収穫は3~4月のだいたい2カ月。生わかめが出回るのもこの時季だけで、あとは塩蔵ものになる。南三陸町でわかめ漁師の作業場をのぞいた時には、パンチパーマのおじさん(長さんという)の指導のもと、30代ぐらいの女性が3人、せっせとわかめを解きほぐし、塩を絡めていた。交わす言葉が関西弁だったので、聞いてみれば、なんと神戸と大阪の人たちだった。週末を利用して1泊2日、このボランティアのためだけに来たんだという。関西から東北は遠いとばかり思っていたけど、やる人は黙ってできることをやってるんだなあ、と感心した。

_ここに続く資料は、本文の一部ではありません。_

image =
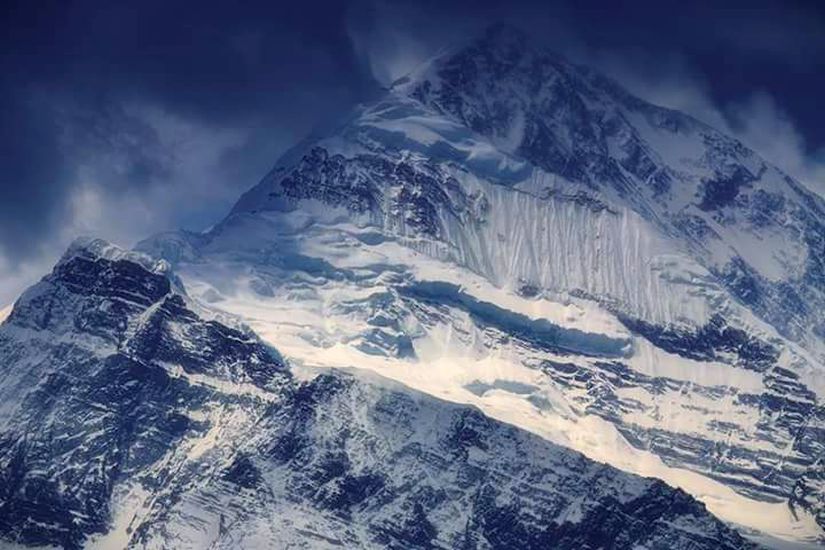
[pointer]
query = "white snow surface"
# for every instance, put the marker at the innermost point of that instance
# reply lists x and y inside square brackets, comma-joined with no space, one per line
[319,319]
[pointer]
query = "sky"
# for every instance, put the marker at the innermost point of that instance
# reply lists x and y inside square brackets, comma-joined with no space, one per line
[122,119]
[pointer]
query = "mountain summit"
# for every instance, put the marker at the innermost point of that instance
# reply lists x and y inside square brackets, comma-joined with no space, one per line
[502,230]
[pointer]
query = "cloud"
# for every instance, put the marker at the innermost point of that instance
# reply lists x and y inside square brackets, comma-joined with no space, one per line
[123,119]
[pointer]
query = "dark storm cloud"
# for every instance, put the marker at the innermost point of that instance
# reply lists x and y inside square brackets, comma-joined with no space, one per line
[72,70]
[125,118]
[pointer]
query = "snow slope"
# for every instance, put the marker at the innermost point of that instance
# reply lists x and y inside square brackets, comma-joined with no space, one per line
[134,417]
[621,265]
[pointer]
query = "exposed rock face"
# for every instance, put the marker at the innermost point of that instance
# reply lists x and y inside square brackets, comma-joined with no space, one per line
[133,417]
[107,370]
[629,262]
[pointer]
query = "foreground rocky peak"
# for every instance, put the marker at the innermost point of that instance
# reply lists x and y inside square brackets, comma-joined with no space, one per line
[133,417]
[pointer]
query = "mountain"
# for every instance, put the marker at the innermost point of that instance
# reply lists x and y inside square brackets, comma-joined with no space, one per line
[132,416]
[500,293]
[506,229]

わかめの一大産地は裾野も広い。関連商品やメニューがいろいろあるのだ。しゃぶしゃぶに使うわかめドレッシング(カツオだしの効いた醤油だれ。いろんな料理に使えてうまい)、わかめラーメン(麺に粉末が練り込んである)あたりは定番だろうが、ほかにも、わかめかき揚げ、わかめカツ丼、わかめリゾット、わかめサンド、わかめチップス……このへんは食べたことないので、味はよくわからないが。

山田町の「道の駅やまだ」には、わかめソフトクリームがある。たしか津波の1年ぐらい後、運転中のトイレ休憩に立ち寄ったら、「あの看板メニューが復活!」と、お待たせしました感全開で押していたので、西岡さんと「これは食うとかなあかんやろ」となり、以後、通るたびになんとなく食べてしまう。粉末状にしたわかめを混ぜ込んでいるから、うっすら緑色で、見た目だけなら小豆島で食べたオリーブソフトにも似ている。味はほんのりわかめ……な気もするけど、まあふつうにおいしいソフトクリームという感じか。

しかし、さすが町の名物である。「山田新聞」(全国80万人の「山田さん」で岩手県「山田町」を応援する『山田町応援団』の公式ブログ、とある)のわかめソフト復活を告げる記事の熱さに笑ってしまったことがある。こんな感じだ。

〈ペロッ……ふおお!/ミルク→ワカメの時間差攻撃!!!/想像以上にワカメ!!!/ワカメ100%!!!/フサフサになりそうな予感です!〉

これほどわかめ愛に身をよじり、興奮する人たちがいるだろうか。やはり、かの地では立派な主役なのだ。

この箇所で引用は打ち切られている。